Кузнец устало посмотрел на подручного.
— Да нет, приятель, — здоров я. Только надоело все: каждый день одно и то же, одно и то же… Муторно… Обрыдло!.. Ладно, мне сам бог велел маяться. Но ты зачем сюда? В своей кузне ты хоть плату за работу сам назначал. И деньги — все твои. А здесь что? Наделаешь добра на красненькую, а получишь от хозяина синенькую…
— А там и синенькой не получишь…
— Оно и верно… — кивнул Авдей. — Послушай-ка, напои ты в субботу людей. Бросят Липатом звать.
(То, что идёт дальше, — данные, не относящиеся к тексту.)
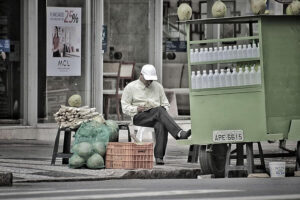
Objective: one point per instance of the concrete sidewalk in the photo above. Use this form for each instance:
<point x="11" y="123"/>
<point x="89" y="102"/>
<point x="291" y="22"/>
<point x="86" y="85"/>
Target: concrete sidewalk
<point x="29" y="161"/>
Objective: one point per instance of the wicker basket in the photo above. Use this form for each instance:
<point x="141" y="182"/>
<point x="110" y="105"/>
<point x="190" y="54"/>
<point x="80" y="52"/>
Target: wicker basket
<point x="126" y="155"/>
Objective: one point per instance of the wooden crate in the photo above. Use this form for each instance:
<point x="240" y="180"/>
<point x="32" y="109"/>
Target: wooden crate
<point x="126" y="155"/>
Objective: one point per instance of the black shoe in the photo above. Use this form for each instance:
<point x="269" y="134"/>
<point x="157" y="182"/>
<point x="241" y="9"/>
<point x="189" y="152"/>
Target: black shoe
<point x="185" y="134"/>
<point x="159" y="161"/>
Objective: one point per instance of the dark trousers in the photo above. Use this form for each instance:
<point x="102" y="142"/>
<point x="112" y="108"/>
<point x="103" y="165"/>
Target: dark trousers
<point x="159" y="119"/>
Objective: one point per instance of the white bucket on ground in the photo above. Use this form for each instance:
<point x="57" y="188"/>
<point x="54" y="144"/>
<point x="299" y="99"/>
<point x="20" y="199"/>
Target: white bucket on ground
<point x="277" y="169"/>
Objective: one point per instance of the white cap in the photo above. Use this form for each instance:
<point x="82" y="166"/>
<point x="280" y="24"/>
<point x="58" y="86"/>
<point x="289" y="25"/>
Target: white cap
<point x="149" y="72"/>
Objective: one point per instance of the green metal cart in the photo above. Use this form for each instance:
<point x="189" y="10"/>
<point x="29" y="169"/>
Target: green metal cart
<point x="248" y="114"/>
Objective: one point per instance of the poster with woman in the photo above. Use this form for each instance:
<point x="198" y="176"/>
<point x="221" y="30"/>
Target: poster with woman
<point x="63" y="41"/>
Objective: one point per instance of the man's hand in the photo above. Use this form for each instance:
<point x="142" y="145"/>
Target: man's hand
<point x="141" y="108"/>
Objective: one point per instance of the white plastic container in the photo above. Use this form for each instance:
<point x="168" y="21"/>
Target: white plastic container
<point x="228" y="82"/>
<point x="204" y="79"/>
<point x="240" y="77"/>
<point x="216" y="78"/>
<point x="210" y="79"/>
<point x="258" y="75"/>
<point x="234" y="52"/>
<point x="239" y="52"/>
<point x="220" y="53"/>
<point x="193" y="79"/>
<point x="253" y="79"/>
<point x="198" y="80"/>
<point x="234" y="77"/>
<point x="215" y="53"/>
<point x="222" y="78"/>
<point x="192" y="55"/>
<point x="225" y="53"/>
<point x="277" y="169"/>
<point x="246" y="76"/>
<point x="244" y="51"/>
<point x="229" y="54"/>
<point x="249" y="51"/>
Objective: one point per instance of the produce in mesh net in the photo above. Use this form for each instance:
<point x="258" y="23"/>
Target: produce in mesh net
<point x="75" y="100"/>
<point x="184" y="12"/>
<point x="218" y="9"/>
<point x="99" y="147"/>
<point x="95" y="162"/>
<point x="293" y="8"/>
<point x="76" y="161"/>
<point x="83" y="149"/>
<point x="258" y="6"/>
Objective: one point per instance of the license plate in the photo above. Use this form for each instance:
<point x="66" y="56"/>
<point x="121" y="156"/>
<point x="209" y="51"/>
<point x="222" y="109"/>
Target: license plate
<point x="228" y="136"/>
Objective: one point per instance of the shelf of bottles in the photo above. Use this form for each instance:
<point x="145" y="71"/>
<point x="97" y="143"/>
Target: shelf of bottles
<point x="235" y="75"/>
<point x="231" y="77"/>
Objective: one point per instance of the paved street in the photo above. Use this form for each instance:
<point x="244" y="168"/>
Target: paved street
<point x="220" y="189"/>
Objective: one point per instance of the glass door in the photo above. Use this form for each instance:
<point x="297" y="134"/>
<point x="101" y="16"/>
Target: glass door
<point x="10" y="71"/>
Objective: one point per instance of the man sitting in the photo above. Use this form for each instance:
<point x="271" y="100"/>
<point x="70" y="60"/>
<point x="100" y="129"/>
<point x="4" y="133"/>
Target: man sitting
<point x="145" y="101"/>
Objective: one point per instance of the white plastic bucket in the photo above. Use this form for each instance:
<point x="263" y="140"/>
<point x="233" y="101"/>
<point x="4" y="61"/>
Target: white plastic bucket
<point x="277" y="169"/>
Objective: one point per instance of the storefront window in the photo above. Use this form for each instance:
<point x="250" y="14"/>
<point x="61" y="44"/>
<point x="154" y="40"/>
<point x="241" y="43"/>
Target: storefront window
<point x="64" y="58"/>
<point x="10" y="66"/>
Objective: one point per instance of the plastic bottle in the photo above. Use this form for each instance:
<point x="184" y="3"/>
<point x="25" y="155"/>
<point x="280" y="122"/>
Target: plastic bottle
<point x="240" y="77"/>
<point x="253" y="79"/>
<point x="249" y="51"/>
<point x="205" y="54"/>
<point x="220" y="53"/>
<point x="258" y="75"/>
<point x="239" y="51"/>
<point x="222" y="78"/>
<point x="210" y="79"/>
<point x="246" y="76"/>
<point x="204" y="79"/>
<point x="225" y="53"/>
<point x="192" y="55"/>
<point x="210" y="54"/>
<point x="244" y="51"/>
<point x="198" y="80"/>
<point x="200" y="55"/>
<point x="216" y="78"/>
<point x="193" y="80"/>
<point x="234" y="77"/>
<point x="215" y="53"/>
<point x="228" y="82"/>
<point x="234" y="52"/>
<point x="229" y="53"/>
<point x="254" y="50"/>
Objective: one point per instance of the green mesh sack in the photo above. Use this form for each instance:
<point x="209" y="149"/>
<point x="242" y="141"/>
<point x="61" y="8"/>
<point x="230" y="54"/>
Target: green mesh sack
<point x="100" y="148"/>
<point x="95" y="162"/>
<point x="83" y="149"/>
<point x="113" y="129"/>
<point x="76" y="161"/>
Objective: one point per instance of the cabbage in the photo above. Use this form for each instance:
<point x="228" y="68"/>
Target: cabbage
<point x="95" y="161"/>
<point x="293" y="8"/>
<point x="76" y="161"/>
<point x="258" y="6"/>
<point x="75" y="100"/>
<point x="184" y="12"/>
<point x="99" y="147"/>
<point x="218" y="9"/>
<point x="83" y="149"/>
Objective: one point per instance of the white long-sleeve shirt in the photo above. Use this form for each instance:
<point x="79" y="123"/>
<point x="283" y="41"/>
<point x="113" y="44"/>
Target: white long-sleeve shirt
<point x="137" y="94"/>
— Думал отцу деньжат послать.
— Пошли, коль останутся…
В день получки к Валдаеву подошел мастер с незажженной папироской во рту и спросил:
— Спички есть, Липат?
— Я не курю.
— Скоро научишься, — проворчал Канавин, отходя от новичка и подходя с такой же докукой к другому.
Гурьян рассказал об этом Ванюгину. Тот рассмеялся.
— Не так ты ответил. Надо бы сказать: «Я, Конон Ионыч, не курю, но спички всегда при себе ношу». Ступай, купи коробку спичек, положи в нее бумажный рубль и отнеси старшему мастеру, иначе с работы выгонит.